Patients without visual loss most often are treated with a carbonic anhydrase inhibitor to lower the intracranial pressure (ICP). Acetazolamide reduces the production of CSF by decreasing sodium ion transport across the choroidal epithelium [19]. Topiramate, an antiepileptic drug, is another treatment option. It possibly reduces CSF production by carbonic anhydrase inhibition and could also help patients to lose weight [20]. A recent study found that weight loss, rather than acetazolamide, caused improvement in papilledema [21]. In patients with severe symptoms, early visual field loss, or poor response to standard medical therapy, some clinicians utilize a short course of high-dose corticosteroids. However, steroids are no longer used routinely in the treatment of IIH due to their multiple side effects and also the reports of IIH like picture caused by the steroid withdrawal [22].

For patients who have progressive visual field loss, currently 2 general surgical approaches can be considered: CSF shunting procedures or optic nerve sheath fenestration.

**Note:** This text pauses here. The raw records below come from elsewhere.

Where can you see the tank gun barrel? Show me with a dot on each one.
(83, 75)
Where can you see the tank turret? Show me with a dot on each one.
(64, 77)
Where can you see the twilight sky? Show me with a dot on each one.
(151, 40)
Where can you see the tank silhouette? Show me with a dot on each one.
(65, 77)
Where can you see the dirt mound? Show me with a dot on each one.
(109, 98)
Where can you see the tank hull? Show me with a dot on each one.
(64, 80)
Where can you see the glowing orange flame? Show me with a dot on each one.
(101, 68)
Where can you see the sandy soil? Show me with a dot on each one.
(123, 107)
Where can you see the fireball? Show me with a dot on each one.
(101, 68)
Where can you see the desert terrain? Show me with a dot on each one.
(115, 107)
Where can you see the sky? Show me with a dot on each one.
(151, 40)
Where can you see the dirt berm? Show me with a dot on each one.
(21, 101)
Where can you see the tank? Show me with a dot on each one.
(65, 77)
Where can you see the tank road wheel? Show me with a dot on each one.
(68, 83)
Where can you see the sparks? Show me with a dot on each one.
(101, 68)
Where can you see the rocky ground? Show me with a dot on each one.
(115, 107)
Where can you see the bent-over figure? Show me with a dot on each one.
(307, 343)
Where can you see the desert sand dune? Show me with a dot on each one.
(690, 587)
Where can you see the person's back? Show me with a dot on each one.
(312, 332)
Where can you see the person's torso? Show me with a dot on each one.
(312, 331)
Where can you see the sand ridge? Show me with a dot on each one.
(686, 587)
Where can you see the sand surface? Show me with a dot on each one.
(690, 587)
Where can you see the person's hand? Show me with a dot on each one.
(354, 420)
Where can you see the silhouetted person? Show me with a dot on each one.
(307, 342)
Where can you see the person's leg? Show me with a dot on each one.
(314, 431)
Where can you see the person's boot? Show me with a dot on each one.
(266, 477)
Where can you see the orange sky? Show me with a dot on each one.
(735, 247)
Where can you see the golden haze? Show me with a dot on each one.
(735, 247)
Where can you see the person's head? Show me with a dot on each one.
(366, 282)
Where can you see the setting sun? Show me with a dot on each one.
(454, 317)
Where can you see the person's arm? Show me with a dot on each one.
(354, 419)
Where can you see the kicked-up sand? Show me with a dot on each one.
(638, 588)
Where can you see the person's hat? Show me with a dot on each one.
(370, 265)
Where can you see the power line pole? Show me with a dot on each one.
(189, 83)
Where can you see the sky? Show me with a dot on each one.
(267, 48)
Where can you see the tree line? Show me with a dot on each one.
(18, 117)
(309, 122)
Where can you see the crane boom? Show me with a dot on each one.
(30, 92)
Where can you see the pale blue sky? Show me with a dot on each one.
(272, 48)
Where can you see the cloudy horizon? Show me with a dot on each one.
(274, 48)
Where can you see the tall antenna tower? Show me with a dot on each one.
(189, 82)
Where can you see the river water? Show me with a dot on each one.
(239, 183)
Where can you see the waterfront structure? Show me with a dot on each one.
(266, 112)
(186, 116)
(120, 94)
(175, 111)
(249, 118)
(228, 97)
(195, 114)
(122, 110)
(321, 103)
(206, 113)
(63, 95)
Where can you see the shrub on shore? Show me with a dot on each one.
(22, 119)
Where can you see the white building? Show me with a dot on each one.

Several studies have shown the effectiveness of optic nerve sheath fenestration (ONSF) in improving papilledema and visual function [23]. In contrast to CSF diversion procedures, optic nerve sheath fenestration (ONSF) is less effective at reducing CSF pressure or relieving headache and is best not carried out as the primary procedure for treating intractable headache in patients with IIH [23]. Post-operative complications rates can be as high as 40% and include transient ocular motility disturbance, pupillary dysfunction and retinal vascular complications [24]. Lumboperitoneal (LP) shunt placement has emerged as the most widely performed CSF diversion procedure in patients with IIH to facilitate drainage of excess CSF. LP shunts result in rapid resolution of symptoms of elevated ICP and recent studies have shown encouraging evidence of its efficacy [25]. Ventriculoperitoneal (VP) shunts are equally effective; however most neurosurgeons prefer LP shunt because insertion of VP shunt can be a difficult task in patients with IIH with small sized ventricles [26].

In view of the significant visual morbidity, careful follow-up of patients with IIH is needed. This is best done by a team which includes neurologist, ophthalmologist and primary care physician. The frequency of such follow-up examinations should be individualized according to the patient’s severity of symptoms and signs. Newly diagnosed patients and those with visual impairment may need to be evaluated every 2 - 4 weeks until their condition is stabilized. Stable patients may be followed up every 3 - 6 months [27].


No relevant financial affiliations or conflicts of interest to disclose.